A narrativa se aprofunda ao considerar que os pais, apesar de terem o direito de visita, ignoraram as determinações judiciais ao removerem a criança do abrigo, configurando o crime de subtração de incapaz. A fuga para outro estado evidencia uma tentativa deliberada de evadir a justiça e prolongar uma situação de risco para a menor.
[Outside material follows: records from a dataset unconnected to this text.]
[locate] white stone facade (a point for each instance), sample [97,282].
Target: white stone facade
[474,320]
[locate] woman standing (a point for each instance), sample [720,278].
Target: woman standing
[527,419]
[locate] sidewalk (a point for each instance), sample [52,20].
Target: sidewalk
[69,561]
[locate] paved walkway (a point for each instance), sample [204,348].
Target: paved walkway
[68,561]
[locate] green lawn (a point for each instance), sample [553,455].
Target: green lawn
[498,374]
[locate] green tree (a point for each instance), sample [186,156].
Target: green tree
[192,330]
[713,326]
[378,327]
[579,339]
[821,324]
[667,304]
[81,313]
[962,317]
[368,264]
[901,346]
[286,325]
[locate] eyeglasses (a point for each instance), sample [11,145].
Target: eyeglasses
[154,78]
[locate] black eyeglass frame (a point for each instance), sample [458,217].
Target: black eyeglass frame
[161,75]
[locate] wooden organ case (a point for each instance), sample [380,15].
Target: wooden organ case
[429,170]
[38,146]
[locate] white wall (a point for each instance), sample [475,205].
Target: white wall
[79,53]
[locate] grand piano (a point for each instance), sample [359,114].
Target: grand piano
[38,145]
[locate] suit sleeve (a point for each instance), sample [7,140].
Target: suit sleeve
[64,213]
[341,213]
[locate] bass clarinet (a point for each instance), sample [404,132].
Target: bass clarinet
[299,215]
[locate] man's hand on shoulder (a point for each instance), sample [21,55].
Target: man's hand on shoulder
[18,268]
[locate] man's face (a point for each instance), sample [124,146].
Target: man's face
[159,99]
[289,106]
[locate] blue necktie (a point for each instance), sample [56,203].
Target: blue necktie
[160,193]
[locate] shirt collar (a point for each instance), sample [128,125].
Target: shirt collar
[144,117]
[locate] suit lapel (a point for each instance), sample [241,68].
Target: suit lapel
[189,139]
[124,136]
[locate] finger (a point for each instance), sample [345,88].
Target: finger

A criança, agora sob os cuidados da rede de proteção, aguarda o retorno ao abrigo original e a possível guarda pela avó materna, um desfecho que, embora traga alívio, sublinha a jornada tortuosa que muitos menores em situação de vulnerabilidade são obrigados a trilhar.
Por que isso importa?
Contexto Rápido
- Aumento de casos de conflitos de guarda que escalam para a subtração parental, especialmente quando há histórico de violência ou negligência familiar.
- Dados recentes do Conselho Nacional de Justiça (CNJ) indicam a complexidade crescente de casos envolvendo a cooperação entre tribunais de diferentes unidades federativas em matéria de família e infância.
- A vulnerabilidade de regiões fronteiriças ou com alta mobilidade populacional, como a divisa entre Mato Grosso do Sul e Paraná, cria desafios logísticos e jurisdicionais para a ação rápida das autoridades de proteção.